Our food bank was open a day earlier today, due our venue being used tomorrow, Thursday, as a polling station for the people of Melchester to elect a new … er … police and crime commissioner. Yes, that’s right. A police and crime commissioner (PCC), a total non-job, which comes with a salary of £88,600 per annum. The irony of a food bank, which exists because of food poverty, being moved in order to elect a meaningless job on a salary something like two and a half times the national average. Nice ‘work’ if you can get it.
Meanwhile, on a quieter day than usual – let’s hope people who were asked to see us today don’t assume we will be there tomorrow because otherwise all they’ll get is some jobsworth asking them for photo ID in order to vote – we still had tears.
We know that Rishi Sunak thinks all benefit claimants are scrounging parasites, so he would have hated one of our callers whose Universal Credit (UC) was dramatically less than usual, for reasons she couldn’t understand. While the local advice group are trying to find out, she cannot feed herself, nor her seriously disabled daughter. Another caller lived in a hostel and had been a victim of theft. Both were at their wits’ end.
Billionaire Sunak doesn’t understand how ordinary folk live their lives and doubtless had he been with us today, he’d have told them to suck it up and get a job. I did my best to make them feel human and not humiliated, embarrassed and broken. This is 21st century Britain.

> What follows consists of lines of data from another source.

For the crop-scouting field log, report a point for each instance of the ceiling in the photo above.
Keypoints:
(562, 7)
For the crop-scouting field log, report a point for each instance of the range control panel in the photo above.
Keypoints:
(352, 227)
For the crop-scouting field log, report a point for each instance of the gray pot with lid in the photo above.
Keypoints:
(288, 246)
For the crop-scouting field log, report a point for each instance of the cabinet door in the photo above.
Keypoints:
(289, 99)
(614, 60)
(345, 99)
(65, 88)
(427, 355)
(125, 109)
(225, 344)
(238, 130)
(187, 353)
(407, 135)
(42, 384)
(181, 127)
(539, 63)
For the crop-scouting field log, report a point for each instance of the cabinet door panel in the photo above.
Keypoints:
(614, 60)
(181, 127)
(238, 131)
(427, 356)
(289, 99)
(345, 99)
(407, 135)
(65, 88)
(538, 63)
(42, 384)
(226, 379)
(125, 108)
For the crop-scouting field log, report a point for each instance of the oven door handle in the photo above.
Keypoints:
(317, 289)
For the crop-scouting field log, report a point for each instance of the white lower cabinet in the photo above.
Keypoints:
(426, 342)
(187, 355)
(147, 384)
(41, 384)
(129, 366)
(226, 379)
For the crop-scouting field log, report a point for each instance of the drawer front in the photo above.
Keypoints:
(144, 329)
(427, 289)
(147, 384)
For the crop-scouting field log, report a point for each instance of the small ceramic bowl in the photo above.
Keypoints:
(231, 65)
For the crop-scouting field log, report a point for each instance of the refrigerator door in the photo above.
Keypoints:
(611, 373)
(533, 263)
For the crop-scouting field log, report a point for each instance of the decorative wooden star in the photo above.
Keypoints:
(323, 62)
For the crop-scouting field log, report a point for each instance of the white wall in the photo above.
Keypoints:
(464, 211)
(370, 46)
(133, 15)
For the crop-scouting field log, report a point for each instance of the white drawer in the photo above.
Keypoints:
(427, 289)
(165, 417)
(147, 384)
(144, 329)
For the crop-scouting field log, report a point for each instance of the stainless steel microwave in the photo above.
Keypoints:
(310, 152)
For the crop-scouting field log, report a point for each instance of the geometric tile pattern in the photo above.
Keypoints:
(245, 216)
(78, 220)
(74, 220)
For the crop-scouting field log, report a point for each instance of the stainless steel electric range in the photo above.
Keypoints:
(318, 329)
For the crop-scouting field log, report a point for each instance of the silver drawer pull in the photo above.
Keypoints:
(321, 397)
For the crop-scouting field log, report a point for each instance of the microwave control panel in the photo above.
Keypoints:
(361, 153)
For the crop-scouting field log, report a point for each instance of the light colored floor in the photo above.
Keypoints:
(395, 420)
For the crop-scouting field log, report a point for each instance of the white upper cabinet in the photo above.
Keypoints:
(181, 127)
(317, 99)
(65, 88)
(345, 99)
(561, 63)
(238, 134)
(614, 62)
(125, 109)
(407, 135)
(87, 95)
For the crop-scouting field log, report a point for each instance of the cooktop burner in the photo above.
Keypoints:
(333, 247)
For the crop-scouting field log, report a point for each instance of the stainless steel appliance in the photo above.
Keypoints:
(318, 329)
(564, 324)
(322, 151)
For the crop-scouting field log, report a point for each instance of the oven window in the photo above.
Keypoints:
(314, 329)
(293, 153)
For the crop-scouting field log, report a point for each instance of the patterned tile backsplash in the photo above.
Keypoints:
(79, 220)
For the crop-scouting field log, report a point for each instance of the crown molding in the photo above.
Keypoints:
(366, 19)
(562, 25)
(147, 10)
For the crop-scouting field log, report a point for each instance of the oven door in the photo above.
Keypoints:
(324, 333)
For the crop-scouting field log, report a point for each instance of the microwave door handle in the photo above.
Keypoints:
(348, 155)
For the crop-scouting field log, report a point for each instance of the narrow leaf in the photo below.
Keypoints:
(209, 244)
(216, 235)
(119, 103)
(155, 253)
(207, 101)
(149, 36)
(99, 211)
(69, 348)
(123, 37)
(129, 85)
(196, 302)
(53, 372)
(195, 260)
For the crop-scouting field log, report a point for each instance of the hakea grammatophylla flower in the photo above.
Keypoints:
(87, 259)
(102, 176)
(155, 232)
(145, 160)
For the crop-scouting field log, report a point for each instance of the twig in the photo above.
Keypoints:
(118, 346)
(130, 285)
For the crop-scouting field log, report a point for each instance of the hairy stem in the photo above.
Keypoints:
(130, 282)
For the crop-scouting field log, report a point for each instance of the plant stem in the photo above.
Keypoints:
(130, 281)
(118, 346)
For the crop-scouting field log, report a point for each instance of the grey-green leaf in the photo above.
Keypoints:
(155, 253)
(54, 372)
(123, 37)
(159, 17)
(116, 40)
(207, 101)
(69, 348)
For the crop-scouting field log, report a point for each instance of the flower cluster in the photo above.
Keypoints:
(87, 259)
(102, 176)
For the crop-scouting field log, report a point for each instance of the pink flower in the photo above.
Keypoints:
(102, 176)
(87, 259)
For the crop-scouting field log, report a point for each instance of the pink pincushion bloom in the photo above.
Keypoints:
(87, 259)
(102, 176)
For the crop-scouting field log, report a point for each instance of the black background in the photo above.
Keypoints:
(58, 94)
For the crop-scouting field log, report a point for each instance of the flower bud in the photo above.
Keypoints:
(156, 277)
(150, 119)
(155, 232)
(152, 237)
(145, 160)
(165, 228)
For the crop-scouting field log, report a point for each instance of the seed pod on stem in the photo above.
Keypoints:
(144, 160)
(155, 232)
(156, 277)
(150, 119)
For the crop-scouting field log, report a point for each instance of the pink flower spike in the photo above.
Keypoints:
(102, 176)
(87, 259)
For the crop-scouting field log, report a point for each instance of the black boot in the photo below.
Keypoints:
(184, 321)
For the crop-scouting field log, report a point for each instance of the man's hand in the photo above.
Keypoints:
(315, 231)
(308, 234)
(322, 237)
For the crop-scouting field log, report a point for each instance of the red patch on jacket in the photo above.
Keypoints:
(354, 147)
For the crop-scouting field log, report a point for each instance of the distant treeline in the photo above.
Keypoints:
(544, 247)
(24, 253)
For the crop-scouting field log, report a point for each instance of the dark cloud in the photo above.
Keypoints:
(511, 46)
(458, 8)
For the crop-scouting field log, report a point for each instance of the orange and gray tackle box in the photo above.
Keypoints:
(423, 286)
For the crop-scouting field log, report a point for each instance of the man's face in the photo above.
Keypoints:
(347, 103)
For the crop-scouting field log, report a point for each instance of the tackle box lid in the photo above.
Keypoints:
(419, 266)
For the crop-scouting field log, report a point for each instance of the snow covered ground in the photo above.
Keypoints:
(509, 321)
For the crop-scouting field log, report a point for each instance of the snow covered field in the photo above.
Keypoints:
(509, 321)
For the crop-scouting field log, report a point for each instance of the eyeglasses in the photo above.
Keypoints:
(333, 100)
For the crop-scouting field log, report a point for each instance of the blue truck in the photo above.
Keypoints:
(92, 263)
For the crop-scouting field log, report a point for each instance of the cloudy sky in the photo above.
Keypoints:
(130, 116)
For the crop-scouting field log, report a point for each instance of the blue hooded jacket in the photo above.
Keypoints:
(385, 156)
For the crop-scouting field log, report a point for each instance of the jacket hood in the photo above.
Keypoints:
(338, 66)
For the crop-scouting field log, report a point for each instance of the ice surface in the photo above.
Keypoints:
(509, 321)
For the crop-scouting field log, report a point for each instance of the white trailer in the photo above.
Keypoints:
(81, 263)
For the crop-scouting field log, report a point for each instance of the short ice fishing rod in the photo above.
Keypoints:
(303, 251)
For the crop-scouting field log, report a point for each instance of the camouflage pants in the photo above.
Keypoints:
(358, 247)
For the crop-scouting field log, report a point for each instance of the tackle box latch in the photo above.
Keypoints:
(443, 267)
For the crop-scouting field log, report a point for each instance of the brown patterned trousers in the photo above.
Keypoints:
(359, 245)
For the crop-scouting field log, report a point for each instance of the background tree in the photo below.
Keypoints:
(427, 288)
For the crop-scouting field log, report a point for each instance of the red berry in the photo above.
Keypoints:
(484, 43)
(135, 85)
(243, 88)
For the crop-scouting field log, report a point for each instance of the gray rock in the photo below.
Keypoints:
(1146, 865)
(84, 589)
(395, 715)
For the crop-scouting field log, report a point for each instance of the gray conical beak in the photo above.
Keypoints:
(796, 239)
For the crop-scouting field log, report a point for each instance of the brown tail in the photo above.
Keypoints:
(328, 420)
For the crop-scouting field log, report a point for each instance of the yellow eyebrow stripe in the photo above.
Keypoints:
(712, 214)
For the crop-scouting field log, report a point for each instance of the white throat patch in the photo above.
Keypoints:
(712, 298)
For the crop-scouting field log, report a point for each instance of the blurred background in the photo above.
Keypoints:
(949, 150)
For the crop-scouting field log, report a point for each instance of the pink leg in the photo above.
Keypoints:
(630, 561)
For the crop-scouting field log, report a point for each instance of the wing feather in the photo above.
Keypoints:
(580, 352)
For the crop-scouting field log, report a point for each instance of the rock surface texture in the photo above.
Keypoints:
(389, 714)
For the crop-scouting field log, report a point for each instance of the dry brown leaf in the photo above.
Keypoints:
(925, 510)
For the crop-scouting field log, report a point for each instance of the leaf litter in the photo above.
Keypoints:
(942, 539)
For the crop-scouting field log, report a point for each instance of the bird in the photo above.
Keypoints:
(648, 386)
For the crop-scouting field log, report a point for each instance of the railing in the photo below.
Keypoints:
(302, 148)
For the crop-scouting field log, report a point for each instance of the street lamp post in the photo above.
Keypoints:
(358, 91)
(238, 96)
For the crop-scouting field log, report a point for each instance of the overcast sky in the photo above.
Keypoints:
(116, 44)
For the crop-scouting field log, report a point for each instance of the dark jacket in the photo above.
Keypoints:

We were short of volunteers today because not all of us are doddery old fools who don’t work anymore. Some juggle their food bank commitments with their jobs and caring commitments. We all do what we can. We don’t need or want thanks, which is probably just as well, and we don’t want money. We just want a society in which we are effectively made redundant.
We’re back to normal next week, if you can call a food bank normal. I don’t think our existence is the new normal. It’s the new abnormal, a perverse chapter in an increasingly dystopian country where we think it’s perfectly normal for people to go without food, with only a charity as their last resort.
Still, at least we will have a new PCC tomorrow, doing nothing useful, producing nothing at all for a mere £88,600 plus expenses, office space, admin staff and Christ knows what else. And worse still, some people will vote for the Tory who messed this country up so much we actually need food banks. Irony is dead. Let us hope that hope isn’t, too.